Нагляделась вдоволь на спящих удальцов мать, намечталась о их будущем и прилегла вздремнуть, пока еще на ветреном берегу Кура молодежь хороводит.
Часа через два проснулась бодрой, как умылась. Умела просыпаться среди ночи легко — научили дети и должность сторожа. Не татакал мотор электростанции, и смолкли молодые голоса, с веток березы на клеенку полога по-прежнему ритмично падали крупные капли росы. Было так же светло, луна вычертила на пологе замысловатые узоры.
Людмила поправила тугие волосы, надела сатиновые шаровары, шерстяную кофту и вылезла из полога. Держась за жердинку, она зачарованно смотрела на безмолвное село и жалела, что не стояли рядом с ней ребятишки. Они тоже увидели бы огромную золотую луну, необыкновенно тихую, и белые от росы березу, огороды, крыши домов… Высокие подсолнухи напоминали Людмиле остановившихся в изумлении странников.
Она спустилась с помоста по громко скрипящей лестнице, напилась в доме воды из ведра, плеснула две горсти на лицо и, поеживаясь от прохлады, пошла через свой огород к амбару.
Видит она: кто-то сидит на крыльце. Уж не грезится ли ей? Да, сидит и курит.
— Здорово были, Людмила! — По голосу женщина узнала егеря Козликова. В ногах его мешок с чем-то. — Не бойся, я тебя жду.
— Здравствуйте, если не шутите. Подходящее место нашли для курения. Подпалите склад.
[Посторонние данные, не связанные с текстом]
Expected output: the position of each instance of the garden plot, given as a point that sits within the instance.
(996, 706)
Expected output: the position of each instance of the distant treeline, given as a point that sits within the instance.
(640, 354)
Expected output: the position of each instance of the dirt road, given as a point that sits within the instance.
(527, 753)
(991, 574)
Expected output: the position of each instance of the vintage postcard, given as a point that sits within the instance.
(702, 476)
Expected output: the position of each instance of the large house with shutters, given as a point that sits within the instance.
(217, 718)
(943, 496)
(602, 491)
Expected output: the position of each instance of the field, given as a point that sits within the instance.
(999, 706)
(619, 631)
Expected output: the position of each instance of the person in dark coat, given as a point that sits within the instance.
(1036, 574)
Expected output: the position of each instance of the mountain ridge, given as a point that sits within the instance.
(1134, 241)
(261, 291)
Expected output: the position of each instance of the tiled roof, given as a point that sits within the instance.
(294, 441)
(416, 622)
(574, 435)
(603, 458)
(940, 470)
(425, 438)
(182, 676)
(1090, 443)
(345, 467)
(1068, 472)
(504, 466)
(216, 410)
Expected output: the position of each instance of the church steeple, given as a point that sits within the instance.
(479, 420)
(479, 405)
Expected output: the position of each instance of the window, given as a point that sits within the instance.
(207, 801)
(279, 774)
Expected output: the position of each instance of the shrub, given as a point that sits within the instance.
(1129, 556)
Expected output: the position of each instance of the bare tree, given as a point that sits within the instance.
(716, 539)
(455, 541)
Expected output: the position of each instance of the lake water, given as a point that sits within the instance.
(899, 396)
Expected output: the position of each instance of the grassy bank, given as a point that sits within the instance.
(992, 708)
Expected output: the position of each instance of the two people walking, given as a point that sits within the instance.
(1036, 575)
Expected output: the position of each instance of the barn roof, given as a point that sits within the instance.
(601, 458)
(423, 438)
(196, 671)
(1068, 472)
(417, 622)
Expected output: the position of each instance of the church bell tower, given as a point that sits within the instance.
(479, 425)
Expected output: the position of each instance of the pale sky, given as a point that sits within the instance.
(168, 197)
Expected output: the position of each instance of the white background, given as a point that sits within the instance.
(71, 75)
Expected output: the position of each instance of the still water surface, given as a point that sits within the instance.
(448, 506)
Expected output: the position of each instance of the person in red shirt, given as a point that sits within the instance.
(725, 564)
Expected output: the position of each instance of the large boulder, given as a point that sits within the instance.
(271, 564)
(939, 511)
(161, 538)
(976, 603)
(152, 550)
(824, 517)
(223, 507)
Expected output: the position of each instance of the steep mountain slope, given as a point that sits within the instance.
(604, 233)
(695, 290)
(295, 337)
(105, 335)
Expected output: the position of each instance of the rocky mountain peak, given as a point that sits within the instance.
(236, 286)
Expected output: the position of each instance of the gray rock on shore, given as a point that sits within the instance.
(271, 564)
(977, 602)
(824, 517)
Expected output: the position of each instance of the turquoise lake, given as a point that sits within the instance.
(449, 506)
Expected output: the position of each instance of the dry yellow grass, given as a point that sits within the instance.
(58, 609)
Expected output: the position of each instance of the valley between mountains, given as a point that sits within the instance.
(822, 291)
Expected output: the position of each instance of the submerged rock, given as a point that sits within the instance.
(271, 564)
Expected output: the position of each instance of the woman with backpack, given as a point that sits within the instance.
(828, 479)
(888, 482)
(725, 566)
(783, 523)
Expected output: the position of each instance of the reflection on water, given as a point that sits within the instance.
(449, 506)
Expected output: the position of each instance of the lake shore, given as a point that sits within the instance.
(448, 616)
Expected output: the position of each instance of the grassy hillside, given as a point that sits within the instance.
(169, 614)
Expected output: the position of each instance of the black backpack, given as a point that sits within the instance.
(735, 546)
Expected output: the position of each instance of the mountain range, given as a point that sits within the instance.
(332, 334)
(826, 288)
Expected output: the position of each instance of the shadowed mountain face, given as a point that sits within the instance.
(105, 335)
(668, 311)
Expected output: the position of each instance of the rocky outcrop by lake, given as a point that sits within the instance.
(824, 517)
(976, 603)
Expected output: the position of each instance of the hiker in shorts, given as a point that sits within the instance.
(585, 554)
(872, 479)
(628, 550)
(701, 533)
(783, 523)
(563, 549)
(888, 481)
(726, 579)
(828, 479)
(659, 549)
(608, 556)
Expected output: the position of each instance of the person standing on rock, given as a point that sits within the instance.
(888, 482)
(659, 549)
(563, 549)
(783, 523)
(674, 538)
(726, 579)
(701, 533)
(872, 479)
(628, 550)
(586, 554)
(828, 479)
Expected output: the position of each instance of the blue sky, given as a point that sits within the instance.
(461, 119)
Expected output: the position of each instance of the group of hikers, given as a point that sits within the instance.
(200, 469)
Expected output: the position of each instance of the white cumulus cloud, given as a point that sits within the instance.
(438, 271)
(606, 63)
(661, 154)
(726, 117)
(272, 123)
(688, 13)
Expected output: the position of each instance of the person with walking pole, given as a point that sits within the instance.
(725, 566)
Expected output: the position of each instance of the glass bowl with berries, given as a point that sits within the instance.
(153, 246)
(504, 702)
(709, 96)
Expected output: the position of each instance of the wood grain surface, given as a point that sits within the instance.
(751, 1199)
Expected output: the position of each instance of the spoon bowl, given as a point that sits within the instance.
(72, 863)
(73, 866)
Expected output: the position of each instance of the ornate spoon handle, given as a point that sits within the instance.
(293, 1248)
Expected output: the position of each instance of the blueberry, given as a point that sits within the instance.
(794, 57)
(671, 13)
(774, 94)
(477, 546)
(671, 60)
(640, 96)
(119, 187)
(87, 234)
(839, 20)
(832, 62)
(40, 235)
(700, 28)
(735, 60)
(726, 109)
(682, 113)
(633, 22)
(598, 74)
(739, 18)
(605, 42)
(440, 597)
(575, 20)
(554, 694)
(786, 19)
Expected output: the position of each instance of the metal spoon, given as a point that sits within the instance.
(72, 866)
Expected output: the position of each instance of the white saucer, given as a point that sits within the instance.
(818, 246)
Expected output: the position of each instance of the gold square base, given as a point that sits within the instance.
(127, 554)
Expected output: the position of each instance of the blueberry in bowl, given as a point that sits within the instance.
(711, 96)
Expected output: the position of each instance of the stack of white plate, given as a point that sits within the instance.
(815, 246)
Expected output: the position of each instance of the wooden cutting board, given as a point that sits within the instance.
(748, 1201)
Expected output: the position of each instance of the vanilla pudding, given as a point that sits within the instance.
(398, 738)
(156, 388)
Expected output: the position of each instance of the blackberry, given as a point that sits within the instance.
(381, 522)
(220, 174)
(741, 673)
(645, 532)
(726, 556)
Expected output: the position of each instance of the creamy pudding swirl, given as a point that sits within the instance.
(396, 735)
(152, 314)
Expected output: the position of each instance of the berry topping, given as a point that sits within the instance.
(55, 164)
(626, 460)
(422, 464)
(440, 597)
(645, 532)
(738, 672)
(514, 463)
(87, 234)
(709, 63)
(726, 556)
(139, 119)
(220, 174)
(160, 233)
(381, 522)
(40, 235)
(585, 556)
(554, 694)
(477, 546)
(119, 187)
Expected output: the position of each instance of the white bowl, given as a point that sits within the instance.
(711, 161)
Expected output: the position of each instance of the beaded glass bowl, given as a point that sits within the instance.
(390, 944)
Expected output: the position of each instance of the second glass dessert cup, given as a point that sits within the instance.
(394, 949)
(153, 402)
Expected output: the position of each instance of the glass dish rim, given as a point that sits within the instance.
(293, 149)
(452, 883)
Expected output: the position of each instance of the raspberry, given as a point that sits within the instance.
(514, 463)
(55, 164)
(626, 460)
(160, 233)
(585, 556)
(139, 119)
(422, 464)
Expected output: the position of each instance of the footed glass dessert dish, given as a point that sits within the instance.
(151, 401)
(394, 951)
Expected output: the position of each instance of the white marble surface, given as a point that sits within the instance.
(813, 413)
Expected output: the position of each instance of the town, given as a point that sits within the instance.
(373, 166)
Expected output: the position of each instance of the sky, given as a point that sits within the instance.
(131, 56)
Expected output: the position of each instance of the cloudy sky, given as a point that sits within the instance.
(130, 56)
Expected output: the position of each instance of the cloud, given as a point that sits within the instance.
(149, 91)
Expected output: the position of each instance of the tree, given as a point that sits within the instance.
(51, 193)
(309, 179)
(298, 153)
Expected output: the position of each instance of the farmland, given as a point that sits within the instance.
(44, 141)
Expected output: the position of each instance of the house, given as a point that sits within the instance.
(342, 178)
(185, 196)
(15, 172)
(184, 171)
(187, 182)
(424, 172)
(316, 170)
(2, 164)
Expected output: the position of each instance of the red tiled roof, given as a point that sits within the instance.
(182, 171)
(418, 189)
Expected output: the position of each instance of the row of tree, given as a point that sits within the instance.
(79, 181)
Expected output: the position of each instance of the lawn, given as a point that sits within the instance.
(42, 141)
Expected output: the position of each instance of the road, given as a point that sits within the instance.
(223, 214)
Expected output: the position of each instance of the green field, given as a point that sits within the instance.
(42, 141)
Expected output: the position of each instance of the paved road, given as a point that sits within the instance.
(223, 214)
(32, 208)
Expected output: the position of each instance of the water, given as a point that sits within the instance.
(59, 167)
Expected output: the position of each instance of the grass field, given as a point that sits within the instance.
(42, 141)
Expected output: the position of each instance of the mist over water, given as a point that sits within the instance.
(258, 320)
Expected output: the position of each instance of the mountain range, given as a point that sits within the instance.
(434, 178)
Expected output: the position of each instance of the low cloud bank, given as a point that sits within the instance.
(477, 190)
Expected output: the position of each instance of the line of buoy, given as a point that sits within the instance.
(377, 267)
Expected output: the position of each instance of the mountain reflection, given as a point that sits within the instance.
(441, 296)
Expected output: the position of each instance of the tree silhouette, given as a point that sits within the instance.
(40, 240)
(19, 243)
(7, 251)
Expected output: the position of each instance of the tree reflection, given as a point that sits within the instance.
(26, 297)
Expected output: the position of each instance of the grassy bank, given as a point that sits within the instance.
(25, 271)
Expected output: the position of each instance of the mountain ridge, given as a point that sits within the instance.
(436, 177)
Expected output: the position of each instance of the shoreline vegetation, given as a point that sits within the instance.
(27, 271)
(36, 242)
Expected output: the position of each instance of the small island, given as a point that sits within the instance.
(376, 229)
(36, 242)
Семь бед — один ответ. — Людмила присела на щербатую ступеньку.
Егерь затянулся несколько раз, поплевал на окурок, бросил и растер каблуком болотного сапога с засученными голенищами.
— Какие уж тут шутки!.. — рассеянно сказал Козликов. — Браконьеров ловил. Понаставили в заливах сетей, а сами куда-то посмывались. От сетей какая польза. Меня ценят за протоколы, а сетки что… — Он пнул ногой мокрый мешок. — Да об чем я завел, Людмила! Разве для того я ждал тебя… Может, сейчас наша судьба решается, а я об чем завел! — Козликов шумно вздохнул и подсел поближе к Людмиле, достал из куртки пачку с папиросами, быстро закурив, заметил нервно, шутливо: — Вспыхнет склад — затушим вместе… Узнал я, Людмила, — с напряжением в голосе сказал Козликов, — у тебя несчастье. Растрата около двух тысяч?..
— Уже две! — усмехнулась Людмила.
— Ты, конечно, знаешь, кто ты для меня, — вовсе обезголосился от волнения Козликов. — Выходи за меня… Все до копейки выплачу. Пойду в колхоз слесарем по совместительству. Я работы не боюсь. В город уедем…
— А что делать будем с моими удальцами? — спросила Людмила, тронутая отчаянным признанием Козликова.
— Дети… Дети не помеха. — У егеря был такой несчастный вид, словно ждал он спасения от петли.
Людмиле стало жалко его.
— А Милешкина куда денем?
— Да разве это муж, который бывает дома годом да родом? Заявится разодетым фраером, позубоскалит, посмеется над колхозниками и снова исчезнет неизвестно куда…
— Он на БАМе.
— Да хоть и на БАМе, все равно Милешкин тебе не пара, он закоренелый бродяга. Детей бросил…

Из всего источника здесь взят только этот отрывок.